The Figis treated their daughter with a specially prepared CBD-containing oil, now known as Charlotte's Web, which is derived from hemp, a type of cannabis containing less than 0.3 percent THC by weight. Three of the participants taking CBD became completely free of seizures, but none in the placebo group did.

The participants also reported feeling better overall.

But these benefits had costs. And three people taking CBD stopped having seizures altogether. A total of 93% of the patients taking the drug experienced a side effect, though most were mild or moderate.

On the safety side, Epidiolex was generally well tolerated in the trial, the the most common adverse events (AEs) found to be somnolence, diarrhoea, decreased appetite, fatigue, vomiting, pyrexia, lethargy, convulsion, upper respiratory tract infection.

Sixty-one patients were randomly assigned to cannabidiol, and the 59 others to placebo. They also relate four case studies of pediatric epilepsy patients that illustrate the complexities of treatment due to variability of these preparations.

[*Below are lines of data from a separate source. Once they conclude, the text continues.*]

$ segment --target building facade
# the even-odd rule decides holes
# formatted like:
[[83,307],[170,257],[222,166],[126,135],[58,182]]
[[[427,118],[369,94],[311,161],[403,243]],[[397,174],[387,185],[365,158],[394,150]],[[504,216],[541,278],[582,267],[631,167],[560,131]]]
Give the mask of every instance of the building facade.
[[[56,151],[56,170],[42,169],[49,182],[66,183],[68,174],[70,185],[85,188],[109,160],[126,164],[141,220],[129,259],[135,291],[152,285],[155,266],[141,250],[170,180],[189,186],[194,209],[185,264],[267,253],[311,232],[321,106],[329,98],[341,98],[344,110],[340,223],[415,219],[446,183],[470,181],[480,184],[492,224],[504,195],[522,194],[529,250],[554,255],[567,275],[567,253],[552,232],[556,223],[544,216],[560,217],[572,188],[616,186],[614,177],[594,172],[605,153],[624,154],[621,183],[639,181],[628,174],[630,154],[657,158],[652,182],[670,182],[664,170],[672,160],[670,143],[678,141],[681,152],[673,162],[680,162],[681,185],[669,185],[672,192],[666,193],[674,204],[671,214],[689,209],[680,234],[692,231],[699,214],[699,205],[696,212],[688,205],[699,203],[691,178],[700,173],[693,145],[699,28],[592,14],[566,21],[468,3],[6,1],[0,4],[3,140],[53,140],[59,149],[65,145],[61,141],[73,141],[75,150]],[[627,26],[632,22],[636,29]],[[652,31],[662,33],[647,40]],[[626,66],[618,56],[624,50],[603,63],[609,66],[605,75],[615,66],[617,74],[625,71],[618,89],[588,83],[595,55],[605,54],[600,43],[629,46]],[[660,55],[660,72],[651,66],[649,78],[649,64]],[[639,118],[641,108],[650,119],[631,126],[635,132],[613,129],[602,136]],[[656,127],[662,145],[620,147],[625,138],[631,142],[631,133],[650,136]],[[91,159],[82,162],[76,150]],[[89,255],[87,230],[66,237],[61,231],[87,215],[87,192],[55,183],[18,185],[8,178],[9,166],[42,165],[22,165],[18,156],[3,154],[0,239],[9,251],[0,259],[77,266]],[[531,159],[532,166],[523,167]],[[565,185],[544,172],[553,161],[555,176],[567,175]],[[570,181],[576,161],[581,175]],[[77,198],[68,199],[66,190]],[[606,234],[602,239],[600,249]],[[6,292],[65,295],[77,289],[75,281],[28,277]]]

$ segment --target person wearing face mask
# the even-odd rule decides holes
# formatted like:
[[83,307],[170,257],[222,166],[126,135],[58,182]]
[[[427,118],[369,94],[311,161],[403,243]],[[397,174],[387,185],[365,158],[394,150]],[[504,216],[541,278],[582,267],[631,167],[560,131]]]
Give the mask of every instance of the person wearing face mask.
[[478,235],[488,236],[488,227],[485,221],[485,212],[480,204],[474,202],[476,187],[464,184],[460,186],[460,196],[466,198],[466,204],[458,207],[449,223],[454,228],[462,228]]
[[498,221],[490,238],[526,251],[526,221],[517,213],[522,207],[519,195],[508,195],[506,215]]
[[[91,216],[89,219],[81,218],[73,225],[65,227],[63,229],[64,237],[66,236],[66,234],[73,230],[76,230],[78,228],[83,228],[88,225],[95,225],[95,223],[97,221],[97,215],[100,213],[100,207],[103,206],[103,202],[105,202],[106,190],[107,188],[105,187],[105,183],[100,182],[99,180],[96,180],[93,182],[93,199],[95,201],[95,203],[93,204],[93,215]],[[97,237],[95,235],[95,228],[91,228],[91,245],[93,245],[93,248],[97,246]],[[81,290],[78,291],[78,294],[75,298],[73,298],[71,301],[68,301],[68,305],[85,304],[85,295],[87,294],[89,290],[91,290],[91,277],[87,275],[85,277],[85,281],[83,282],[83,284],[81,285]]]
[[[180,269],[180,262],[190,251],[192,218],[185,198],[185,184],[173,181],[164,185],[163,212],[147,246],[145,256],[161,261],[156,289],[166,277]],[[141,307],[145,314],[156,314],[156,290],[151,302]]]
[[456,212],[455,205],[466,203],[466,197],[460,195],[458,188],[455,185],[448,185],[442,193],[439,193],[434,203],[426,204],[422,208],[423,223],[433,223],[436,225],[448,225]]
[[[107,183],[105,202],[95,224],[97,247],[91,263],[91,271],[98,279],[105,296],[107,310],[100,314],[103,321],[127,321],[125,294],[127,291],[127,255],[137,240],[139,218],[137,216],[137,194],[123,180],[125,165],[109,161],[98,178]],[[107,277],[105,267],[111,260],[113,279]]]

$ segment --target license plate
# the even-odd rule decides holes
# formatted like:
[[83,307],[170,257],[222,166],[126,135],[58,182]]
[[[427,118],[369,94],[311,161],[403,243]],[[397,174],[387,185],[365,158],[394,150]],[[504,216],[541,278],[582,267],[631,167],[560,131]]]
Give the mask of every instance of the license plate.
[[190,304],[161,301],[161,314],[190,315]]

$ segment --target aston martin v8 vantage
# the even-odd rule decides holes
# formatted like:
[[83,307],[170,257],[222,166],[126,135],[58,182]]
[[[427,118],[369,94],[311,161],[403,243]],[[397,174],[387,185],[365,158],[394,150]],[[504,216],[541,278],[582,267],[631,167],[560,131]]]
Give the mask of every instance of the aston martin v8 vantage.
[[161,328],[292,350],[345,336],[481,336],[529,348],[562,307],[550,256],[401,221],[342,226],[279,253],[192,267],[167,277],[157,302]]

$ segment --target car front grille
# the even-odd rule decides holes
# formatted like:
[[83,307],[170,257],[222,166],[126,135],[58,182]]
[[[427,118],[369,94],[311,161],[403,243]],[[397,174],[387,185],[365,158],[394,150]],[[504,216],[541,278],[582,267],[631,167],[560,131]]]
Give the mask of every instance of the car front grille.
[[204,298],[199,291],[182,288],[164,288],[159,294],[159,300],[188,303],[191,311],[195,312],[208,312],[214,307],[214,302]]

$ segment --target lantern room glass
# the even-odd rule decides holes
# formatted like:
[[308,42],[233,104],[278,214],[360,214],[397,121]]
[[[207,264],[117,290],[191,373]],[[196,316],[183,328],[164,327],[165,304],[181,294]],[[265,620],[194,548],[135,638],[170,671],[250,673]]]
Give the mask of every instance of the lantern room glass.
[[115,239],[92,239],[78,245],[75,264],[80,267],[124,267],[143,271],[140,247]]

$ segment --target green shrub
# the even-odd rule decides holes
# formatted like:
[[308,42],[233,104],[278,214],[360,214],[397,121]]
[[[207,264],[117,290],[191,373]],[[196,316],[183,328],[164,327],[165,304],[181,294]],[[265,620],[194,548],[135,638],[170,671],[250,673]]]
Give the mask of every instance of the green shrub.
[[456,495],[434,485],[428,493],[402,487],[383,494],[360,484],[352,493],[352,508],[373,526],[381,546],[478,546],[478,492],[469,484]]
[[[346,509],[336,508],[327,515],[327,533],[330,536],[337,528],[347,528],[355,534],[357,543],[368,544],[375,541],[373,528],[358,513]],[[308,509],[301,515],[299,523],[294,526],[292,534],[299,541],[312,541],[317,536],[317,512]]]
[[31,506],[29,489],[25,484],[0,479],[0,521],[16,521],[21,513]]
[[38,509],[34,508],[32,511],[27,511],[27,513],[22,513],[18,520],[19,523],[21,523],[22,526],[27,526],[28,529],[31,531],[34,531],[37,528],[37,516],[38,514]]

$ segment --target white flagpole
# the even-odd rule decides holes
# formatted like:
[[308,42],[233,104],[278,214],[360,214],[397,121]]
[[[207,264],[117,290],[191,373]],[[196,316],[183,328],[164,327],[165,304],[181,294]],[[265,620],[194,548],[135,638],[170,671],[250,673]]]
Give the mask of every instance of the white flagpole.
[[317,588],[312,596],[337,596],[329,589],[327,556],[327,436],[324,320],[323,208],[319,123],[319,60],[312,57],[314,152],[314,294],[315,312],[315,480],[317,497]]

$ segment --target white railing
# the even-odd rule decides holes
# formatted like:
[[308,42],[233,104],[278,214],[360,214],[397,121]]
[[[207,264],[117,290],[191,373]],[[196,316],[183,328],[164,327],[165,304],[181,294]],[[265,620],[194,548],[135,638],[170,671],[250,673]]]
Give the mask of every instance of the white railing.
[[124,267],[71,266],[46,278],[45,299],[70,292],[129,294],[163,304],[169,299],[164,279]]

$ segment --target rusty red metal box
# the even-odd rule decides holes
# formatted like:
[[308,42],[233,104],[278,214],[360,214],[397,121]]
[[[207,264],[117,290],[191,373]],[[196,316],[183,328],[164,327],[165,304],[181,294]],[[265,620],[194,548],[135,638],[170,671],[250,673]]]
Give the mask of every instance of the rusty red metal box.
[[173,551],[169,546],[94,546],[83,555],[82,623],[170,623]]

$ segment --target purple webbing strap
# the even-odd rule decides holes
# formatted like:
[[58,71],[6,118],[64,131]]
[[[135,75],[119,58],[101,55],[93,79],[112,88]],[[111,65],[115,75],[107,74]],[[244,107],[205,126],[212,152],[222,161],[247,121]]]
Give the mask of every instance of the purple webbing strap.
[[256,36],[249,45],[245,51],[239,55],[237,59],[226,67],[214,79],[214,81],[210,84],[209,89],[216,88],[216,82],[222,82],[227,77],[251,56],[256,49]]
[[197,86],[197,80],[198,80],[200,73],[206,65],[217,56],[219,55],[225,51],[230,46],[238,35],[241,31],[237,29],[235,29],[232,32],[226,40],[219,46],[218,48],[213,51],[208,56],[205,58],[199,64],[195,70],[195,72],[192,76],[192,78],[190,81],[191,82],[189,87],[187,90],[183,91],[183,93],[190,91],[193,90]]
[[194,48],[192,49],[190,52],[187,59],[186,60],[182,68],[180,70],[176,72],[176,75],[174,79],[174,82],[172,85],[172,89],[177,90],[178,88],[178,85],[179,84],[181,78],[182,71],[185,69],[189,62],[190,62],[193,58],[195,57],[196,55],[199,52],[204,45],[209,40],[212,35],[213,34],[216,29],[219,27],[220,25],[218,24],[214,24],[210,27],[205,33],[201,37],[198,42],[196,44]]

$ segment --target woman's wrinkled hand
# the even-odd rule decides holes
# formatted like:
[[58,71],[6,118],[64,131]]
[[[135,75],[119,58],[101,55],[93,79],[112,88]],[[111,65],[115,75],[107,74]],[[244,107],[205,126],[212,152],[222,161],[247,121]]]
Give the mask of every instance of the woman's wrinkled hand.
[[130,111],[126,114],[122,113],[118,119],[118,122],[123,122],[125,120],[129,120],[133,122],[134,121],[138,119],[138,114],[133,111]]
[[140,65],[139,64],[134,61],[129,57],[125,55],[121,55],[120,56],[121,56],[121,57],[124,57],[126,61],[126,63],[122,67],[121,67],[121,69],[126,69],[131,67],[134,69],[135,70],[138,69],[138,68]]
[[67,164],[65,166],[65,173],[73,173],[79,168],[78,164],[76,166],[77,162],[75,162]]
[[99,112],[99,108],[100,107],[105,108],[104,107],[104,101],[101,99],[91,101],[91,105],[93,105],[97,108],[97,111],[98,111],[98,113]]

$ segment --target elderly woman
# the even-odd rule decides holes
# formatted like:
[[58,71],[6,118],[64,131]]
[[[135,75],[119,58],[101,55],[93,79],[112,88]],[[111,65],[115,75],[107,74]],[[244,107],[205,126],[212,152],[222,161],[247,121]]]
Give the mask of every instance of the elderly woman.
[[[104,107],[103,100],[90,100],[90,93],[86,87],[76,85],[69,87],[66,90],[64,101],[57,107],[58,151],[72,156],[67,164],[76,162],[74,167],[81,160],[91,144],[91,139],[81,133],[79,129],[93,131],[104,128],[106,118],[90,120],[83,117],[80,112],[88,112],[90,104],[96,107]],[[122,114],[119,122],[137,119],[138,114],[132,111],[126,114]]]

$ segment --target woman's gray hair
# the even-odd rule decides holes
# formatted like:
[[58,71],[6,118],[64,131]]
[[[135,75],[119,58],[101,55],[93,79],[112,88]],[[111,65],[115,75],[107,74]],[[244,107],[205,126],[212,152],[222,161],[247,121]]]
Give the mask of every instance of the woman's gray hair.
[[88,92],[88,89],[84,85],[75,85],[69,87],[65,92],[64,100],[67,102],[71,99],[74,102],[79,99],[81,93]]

But CBD, Devinsky says, is still far better than current treatments available: "Interestingly numerous side effects probably came from the oil and not from the medication". "They are subject to many forms of bias". GW Pharmaceuticals - which paid for the clinical trial - expects to file for FDA approval of the drug this year. "This bill paves the way for new research to be conducted with greater ease to determine if cannabidiol can be an effective medication for serious illnesses such as intractable epilepsy".